僕もホンさんに対して、同じ印象ですね(笑)。『パラサイト』の撮影現場を訪れた時は、にこやかで柔らかい感じの印象でしたが、現場入るとブルドーザーのようでした。グイグイ現場を引っ張っていくというか、良い映像を撮るということに対しての貪欲さには、ものすごいものがありました。

──ビジュアルに関しては、どのようなビジョンをお伝えして相談されたのですか?
脚本上では室内のシーンが多いのですが、部屋に閉じこもって撮るのではなく、ベランダとか外を感じさせるような撮り方を意識するとか、また、狭い空間で奥行きをどう見せるのかについて、かなりディスカッションしました。室内は、夜にライティングして撮影すると暗く潰れてしまったりするので、室内での夜のシーンも、なるべく昼間に撮ろうということになりました。屋外のシーンは、スカイラインなどは日が暮れる直前の時間を狙おうと話していました。

──室内のシーンが多いからこそ、自然の風景を撮っていこうというアイデアは、ホンさんから出たものですか?
そうですね。

──ホンさんは、日本の自然は美しく、また、韓国より光や空気感が映像的で撮りやすいというようなことをおっしゃっていました。
そうですね。ホンさんは、(ロケが行われた)松本の雲は良いと言っていました。韓国は中国からの黄砂があるせいか、月がこんなに綺麗に見えない、と。なので撮影に入る前から、月は何度かは狙って撮りましょうという話をしていたのですが、実際に撮影して、「こんなに綺麗に月が撮れるんだ」と感動していましたよ。
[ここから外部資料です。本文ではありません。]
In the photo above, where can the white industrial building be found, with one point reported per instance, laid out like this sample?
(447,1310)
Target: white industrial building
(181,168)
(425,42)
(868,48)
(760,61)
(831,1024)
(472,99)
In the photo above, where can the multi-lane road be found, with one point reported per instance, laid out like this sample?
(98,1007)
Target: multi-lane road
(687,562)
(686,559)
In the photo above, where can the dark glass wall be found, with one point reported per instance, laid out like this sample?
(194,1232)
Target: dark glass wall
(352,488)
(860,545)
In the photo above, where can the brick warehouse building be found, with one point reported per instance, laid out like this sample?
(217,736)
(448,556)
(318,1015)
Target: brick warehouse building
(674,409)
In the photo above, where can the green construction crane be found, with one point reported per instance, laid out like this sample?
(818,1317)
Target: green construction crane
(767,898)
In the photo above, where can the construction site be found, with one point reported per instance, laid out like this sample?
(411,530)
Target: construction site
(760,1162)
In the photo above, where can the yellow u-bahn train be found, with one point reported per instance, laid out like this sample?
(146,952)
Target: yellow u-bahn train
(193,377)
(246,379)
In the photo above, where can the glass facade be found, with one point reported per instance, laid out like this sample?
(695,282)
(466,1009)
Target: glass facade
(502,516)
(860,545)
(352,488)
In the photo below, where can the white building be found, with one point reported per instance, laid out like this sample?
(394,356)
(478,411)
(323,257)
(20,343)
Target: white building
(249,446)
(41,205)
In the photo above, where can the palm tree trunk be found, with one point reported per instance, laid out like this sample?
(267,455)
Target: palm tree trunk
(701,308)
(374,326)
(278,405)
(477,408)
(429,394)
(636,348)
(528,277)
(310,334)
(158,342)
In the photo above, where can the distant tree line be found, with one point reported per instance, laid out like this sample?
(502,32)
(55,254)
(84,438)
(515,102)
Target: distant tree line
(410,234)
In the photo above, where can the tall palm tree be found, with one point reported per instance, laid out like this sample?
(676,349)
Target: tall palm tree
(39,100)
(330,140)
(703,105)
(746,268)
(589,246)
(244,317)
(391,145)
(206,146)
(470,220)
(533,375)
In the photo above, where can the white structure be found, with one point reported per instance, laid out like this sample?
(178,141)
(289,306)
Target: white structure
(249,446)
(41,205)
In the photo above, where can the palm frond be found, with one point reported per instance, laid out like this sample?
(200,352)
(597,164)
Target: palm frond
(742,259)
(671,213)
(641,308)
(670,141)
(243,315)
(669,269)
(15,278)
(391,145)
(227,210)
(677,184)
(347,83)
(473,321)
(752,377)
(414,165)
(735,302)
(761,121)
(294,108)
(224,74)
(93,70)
──『パラサイト』などは建込みでセットを作っていたのでホンさんも構図も決めやすかったと思いますが、『流浪の月』は最初からロケ撮影で行こうと決めていたのですか?特に、大人になった文が経営しているカフェが印象的ですね。(長野県)松本のカフェと聞いていますが、ロケ地として決め手となったのは?
そうですね。特に文のカフェは外との関係性が重要だったので、セットでは考えていませんでしたね。この映画で完全にセットで撮ったのは、亮と更紗のマンション。あの室内だけはセットなんですが、他はロケですね。

文のカフェは、見た瞬間に「ここだな」と、やっと辿り着いた気がしました。良くも悪くも特徴がありすぎない佇まいも良いと思いましたし、あの建物は、外からぽつんと孤立しているようにも見えつつ、通りに面しているので、閉塞感もありません。その通りからは、川や橋も見えて、近くに大きなビルがあるわけでもないので、空が広く抜けています。そういった絶妙な感じが良かった。また、大きい縦長の窓が印象的で、建物の中の空間も気に入りました。ホンさんに「縦長だと撮りづらいですか?」とリモートで相談したら、「『スノーピアサー』ではずっと列車の中を撮影していたから、縦長は良い画が撮れると思う」と言われました。

──この作品は繊細な感情のドラマが核になっていますが、ミステリー的要素もあります。映画としては、ミステリーの要素はどの程度重要視されたのでしょうか。
“言葉の選び方”の違いかもしれませんが、ミステリーというよりは、文の苦悩の根源がどこにあるのかを、更紗の目を通して探し当てるという流れを意識しました。隠している秘密を暴くというよりも、二人の間に何があったのか、あるいはなぜ文がこういう人格なのかというところを丁寧に解いていきたかったし、そこに更紗がどう向き合うのかを描きたく思いました。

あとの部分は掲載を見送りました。